Mobile Home University costs $2,000. Somewhere between 30 and 40 people sign up for the course when it's held in Denver, say, or Columbus, Ohio. But larger, more diverse crowds invariably show up in Southern California. At the Orange County sessions I attended, those enrolled included a pastor from a small church outside Portland, Ore.; a 26-year-old who made a small fortune playing online poker; and an Iraq war veteran who had recently completed a five-year stint in the military.
As an instructor, Rolfe has a veritable Ph.D. in the habits and rituals of trailer-park residents. It's as if he carries a map in his head based on trailer parks he has bought or at least contemplated buying and that gives him a fascinating, if perhaps narrow, view of his fellow citizens. Trailer-park residents living in the North, he told everyone, are rock-solid citizens compared with their counterparts in the South. For one thing, they tend to be neater and also more responsible. In Texas, for instance, 5 to 6 percent of their tenants are delinquent each month paying the rent, compared with less than 2 percent of those living in parks in Wisconsin, North Dakota or Minnesota.

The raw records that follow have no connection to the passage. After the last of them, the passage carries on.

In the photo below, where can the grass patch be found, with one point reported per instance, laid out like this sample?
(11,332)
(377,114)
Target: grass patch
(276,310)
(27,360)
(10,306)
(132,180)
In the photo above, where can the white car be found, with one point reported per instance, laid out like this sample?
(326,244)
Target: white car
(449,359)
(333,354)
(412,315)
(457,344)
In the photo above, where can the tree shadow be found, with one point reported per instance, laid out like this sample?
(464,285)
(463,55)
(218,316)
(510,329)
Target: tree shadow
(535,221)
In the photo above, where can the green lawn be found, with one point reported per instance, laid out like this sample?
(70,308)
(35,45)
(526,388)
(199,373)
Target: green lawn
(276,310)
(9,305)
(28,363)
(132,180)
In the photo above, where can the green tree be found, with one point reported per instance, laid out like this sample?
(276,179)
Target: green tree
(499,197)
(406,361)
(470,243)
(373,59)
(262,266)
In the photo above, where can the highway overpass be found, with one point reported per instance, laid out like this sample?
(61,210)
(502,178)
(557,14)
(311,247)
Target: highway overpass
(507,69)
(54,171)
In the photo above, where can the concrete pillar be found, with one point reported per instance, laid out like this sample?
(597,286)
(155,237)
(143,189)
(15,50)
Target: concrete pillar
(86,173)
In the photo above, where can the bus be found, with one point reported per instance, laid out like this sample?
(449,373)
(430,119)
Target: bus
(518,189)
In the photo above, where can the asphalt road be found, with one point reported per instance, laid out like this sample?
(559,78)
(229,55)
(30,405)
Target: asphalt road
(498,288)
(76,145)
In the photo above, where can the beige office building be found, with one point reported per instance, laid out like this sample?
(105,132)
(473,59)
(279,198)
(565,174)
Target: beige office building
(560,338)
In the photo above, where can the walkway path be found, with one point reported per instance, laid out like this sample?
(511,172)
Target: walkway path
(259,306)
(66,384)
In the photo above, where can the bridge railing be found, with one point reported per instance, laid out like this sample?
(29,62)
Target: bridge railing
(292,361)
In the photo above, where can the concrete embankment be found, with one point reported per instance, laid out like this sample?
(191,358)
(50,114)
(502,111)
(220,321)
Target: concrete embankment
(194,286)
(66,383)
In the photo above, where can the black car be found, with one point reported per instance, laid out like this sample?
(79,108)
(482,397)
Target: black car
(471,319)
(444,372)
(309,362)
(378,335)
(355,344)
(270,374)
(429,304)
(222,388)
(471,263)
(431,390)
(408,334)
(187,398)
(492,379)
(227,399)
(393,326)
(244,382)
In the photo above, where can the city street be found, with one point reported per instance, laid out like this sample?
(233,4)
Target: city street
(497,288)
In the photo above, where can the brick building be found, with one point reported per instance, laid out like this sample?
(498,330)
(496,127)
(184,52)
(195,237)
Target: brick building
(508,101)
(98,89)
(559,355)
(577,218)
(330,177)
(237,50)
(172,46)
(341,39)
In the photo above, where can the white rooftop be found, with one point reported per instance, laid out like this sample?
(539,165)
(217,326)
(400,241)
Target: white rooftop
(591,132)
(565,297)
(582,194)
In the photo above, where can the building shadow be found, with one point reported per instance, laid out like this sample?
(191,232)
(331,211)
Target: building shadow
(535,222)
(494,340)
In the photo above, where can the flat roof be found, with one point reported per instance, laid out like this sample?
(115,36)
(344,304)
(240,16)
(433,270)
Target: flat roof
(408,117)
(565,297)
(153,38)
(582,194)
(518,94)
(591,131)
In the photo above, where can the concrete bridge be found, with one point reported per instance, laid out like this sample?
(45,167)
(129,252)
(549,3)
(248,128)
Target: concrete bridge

Rolfe avoids buying any parks in New York and California; both states are too “tenant friendly,” he said — too much in the way of time and money are required to evict someone who is behind on the rent. And forget Las Vegas, Phoenix and other locales hit hard by the subprime meltdown. The glut of cheap homes represents competition. “If we look on Zillow and see houses selling for $30,000 or $50,000, we're walking from that deal,” Rolfe said. In most of the country, the key to calibrating the proper rent means knowing the price of a decent two-bedroom in the surrounding area. If the going rate is $700 a month, Rolfe said, then cap your lot rent at half that. And think long and hard, he warned the class, before crossing the $500 threshold. The industry “sweet spot” is a lot rent of $495, he explained, but raising it by another $5 “could mean death.” On the other hand, Rolfe said, you can always have your tenants pay for water, which is a trailer-park owner's largest expense.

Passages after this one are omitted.